Specifically regarding EROI, this makes it sounds like you're calling for continuing to use fossil fuels.

Actually, the opposite - continuing to use fossil fuels is impossible, because there's a finite amount of them and you eventually run out. But worse, because humans tend to extract the easiest, best resources first, the energy return and economic viability of them will go down well before we actually run out.

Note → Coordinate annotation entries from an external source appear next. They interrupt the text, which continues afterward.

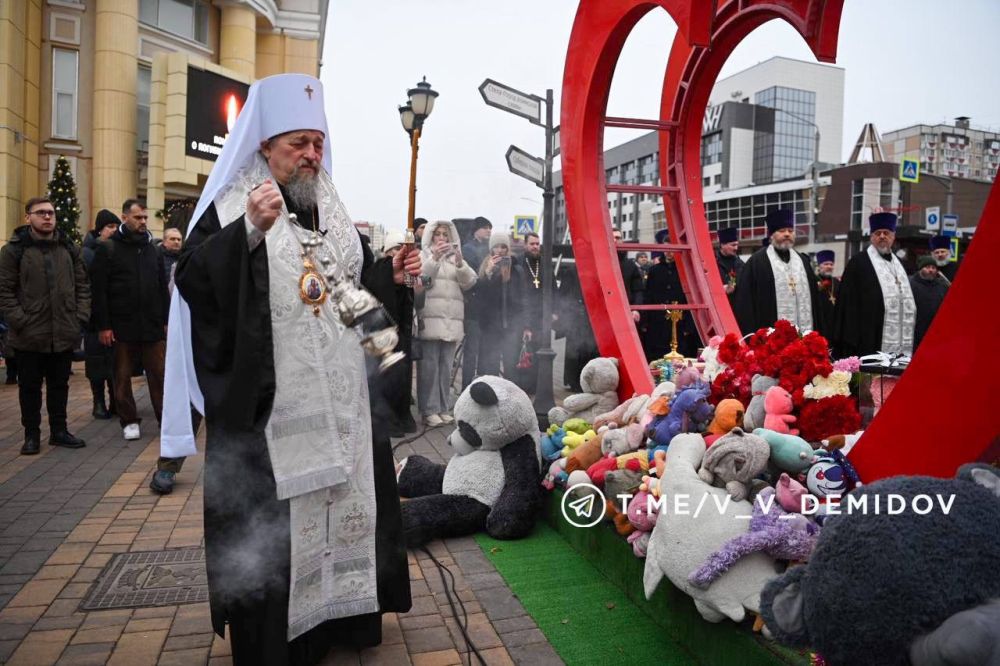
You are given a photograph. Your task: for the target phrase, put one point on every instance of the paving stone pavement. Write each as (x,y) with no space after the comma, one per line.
(64,513)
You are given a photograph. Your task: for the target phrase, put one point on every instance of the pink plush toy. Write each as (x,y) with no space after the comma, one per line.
(789,493)
(881,389)
(778,407)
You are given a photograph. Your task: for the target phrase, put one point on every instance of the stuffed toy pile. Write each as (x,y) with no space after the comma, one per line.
(914,588)
(759,437)
(492,482)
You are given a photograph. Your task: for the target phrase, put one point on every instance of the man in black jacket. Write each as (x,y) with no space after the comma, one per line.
(45,298)
(130,310)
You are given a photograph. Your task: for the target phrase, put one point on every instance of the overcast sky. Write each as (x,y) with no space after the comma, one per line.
(905,61)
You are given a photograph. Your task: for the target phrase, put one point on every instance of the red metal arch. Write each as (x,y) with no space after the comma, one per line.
(599,32)
(959,350)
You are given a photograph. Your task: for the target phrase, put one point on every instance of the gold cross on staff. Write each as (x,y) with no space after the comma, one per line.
(674,316)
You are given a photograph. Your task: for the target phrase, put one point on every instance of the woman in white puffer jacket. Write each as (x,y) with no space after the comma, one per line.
(444,277)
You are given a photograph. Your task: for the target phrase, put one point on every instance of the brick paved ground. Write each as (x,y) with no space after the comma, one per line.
(65,513)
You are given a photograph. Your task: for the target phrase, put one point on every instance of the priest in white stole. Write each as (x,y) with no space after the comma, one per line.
(875,309)
(777,282)
(302,523)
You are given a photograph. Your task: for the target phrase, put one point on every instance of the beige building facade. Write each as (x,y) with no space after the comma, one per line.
(105,83)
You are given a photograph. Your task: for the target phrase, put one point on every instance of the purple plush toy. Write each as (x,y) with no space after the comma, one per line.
(781,535)
(689,412)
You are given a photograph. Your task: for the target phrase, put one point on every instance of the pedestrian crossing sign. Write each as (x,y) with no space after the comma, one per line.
(524,224)
(909,171)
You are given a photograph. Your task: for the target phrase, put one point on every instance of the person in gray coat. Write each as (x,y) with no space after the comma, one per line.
(45,299)
(444,277)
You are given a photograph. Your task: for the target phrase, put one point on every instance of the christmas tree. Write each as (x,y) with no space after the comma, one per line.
(62,194)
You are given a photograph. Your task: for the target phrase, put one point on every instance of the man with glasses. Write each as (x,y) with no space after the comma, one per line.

And if fossil fuels are the only energy source capable of powering modern civilisations, then when you remove that energy source without replacing it with something better/equivalent you end up without modern civilisations - there's no inherent law of the universe which says that modern western lifestyles are a permanent fixture of reality. You don't end up in Mad Max land (we had civilisation before we had fossil fuels after all) but you do end up with a society very different to the one we have now.

As I said, it has recently improved and some of the first new reactors since the 1970's have finally started to come online.

I will believe that this problem has been solved when those reactors are functioning and supplying us with electricity - but people have been saying similar things for the past decade, and nothing has happened. Again, these advanced reactors have been on the verge of solving the energy crisis for the last 50 years, so I'm not exactly holding my breath.

Curious what you think the energy problems we are facing actually are.

Climate change is going to cause vast amounts of economic damage as extreme weather events increase and climate belts slowly head north. These changes are going to encourage much more energy usage precisely at a time when that energy usage makes the problem worse - and the source of that energy is starting to run dry. The transition from fossil fuels to a new mixture of energy is going to cause lots and lots of economic pain on top of having to deal with massive amounts of pollution and changes due to global warming. There are going to be climate refugees as water systems change location, good farming land moves around (Siberians are probably going to be pretty happy though) and some places simply become unliveable. We need to find a viable alternative to fossil fuels, and in order to have a gentle transition to a society that uses that alternative we need to find it several years ago - which means that we aren't going to have a gentle transition even if we do manage to find something.